In November 2007, right-wing daily Magyar Nemzet reported, Boldvai began to build a 1050 square meters luxury villa in Salgótarján, which was completed by April 2009. Based on Boldvai's asset declarations over the years, the politician had no income outside his MP salary. Magyar Hírlap reported his wife used a BMW jeep and their elder son studied in Switzerland in the same time. Boldvai said before the Immunity Committee, he built the villa through savings, real estate sales and loans.

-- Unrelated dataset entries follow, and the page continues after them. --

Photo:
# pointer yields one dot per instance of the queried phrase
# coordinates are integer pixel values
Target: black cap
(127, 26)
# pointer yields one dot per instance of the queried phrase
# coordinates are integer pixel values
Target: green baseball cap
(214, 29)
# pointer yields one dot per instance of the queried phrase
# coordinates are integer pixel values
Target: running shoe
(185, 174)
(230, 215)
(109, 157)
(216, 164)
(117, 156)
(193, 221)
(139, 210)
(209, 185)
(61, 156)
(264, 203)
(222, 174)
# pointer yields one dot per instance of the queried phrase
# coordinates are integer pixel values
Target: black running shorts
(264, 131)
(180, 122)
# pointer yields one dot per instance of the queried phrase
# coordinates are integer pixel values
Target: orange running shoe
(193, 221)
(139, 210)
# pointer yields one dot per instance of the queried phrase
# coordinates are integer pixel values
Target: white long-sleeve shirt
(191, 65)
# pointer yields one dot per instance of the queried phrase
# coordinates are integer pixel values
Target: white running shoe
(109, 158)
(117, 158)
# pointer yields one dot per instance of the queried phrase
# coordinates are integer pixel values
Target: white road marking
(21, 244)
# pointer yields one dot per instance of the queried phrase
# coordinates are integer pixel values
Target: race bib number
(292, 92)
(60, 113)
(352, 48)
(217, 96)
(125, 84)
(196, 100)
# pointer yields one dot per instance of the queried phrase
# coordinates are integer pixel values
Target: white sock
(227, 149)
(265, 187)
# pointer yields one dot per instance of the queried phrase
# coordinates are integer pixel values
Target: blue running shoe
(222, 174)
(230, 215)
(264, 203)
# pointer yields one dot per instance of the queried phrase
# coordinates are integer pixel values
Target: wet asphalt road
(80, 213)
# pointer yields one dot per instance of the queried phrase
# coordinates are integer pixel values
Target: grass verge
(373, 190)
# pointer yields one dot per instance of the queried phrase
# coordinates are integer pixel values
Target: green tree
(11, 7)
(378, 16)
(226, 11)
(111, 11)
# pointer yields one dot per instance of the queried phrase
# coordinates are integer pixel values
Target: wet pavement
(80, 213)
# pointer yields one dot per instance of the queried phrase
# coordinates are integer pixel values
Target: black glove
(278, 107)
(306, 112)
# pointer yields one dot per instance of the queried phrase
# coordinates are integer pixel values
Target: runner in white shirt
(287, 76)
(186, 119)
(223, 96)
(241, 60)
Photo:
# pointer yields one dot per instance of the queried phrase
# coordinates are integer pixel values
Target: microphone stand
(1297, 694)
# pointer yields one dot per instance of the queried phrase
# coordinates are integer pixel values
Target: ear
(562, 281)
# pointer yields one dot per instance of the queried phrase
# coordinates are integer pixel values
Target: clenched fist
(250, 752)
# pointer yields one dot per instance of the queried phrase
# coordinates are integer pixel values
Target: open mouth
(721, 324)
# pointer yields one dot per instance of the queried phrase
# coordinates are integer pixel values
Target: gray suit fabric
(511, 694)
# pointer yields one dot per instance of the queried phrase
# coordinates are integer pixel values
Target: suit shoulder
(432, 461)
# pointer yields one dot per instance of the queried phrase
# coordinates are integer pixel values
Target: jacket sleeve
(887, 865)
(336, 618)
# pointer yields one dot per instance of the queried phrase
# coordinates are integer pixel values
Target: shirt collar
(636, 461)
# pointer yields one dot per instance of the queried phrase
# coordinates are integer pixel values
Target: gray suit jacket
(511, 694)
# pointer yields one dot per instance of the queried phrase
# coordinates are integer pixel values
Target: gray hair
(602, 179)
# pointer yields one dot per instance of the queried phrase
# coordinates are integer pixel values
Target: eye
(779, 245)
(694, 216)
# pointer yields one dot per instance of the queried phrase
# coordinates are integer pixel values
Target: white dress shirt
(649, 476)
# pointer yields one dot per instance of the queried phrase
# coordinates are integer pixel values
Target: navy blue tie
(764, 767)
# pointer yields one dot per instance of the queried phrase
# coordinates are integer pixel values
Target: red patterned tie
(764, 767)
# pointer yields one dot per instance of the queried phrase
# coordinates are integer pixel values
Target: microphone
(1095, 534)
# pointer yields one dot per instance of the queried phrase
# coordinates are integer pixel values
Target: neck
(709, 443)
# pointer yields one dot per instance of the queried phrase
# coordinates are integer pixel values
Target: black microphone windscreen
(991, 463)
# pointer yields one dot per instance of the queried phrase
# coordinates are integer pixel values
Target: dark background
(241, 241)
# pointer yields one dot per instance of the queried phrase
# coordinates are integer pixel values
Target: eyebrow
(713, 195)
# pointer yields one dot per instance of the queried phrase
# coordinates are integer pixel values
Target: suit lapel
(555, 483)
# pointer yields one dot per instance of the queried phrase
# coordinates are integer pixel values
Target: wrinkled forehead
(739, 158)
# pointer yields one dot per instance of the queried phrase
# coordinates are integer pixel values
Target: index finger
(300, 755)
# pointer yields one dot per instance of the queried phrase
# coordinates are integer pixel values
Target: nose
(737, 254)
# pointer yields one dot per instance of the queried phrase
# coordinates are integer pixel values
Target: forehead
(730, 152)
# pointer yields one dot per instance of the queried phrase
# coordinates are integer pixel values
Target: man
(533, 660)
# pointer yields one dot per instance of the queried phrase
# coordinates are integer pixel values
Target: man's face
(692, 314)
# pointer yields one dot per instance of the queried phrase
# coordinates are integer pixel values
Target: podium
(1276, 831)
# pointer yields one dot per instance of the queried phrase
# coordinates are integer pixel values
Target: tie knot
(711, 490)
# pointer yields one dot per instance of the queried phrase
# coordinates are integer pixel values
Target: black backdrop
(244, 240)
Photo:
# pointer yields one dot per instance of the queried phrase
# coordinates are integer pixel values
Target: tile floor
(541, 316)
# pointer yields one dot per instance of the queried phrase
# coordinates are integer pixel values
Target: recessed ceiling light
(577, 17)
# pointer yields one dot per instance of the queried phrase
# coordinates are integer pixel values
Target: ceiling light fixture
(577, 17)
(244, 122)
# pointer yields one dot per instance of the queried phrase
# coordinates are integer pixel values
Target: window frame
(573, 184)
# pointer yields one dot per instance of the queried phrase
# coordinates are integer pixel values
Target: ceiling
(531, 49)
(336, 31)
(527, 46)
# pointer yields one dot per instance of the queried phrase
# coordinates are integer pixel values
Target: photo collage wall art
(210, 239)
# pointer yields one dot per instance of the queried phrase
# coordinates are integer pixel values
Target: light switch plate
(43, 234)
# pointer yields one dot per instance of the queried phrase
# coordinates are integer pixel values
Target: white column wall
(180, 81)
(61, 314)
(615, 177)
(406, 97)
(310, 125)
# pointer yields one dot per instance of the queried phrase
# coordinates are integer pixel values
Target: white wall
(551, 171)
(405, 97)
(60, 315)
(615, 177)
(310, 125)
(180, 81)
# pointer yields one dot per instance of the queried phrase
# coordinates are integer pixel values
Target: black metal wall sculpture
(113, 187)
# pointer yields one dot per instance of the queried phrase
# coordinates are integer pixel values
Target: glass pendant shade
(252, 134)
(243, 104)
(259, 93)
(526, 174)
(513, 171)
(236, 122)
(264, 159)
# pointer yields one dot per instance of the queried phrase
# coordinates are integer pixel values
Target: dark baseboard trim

His wife, Csilla Konti was named in 2016 Panama Papers scandal; accordingly she owned an offshore company incorporated in Samoa with a bank account in Switzerland, which was opened in November 2012, and 80 million HUF was transferred there still that day. Investigative portal Direkt36 asked Boldvai his wife's offshore interests; initially he denied having any knowledge of her dealings. On 5 April 2016, Boldvai admitted to party chairman József Tóbiás, that the information about the offshore company was true and suspended his Socialist Party membership with immediate effect. However, Boldvai renewed his party membership in December 2016, without taking any party posts.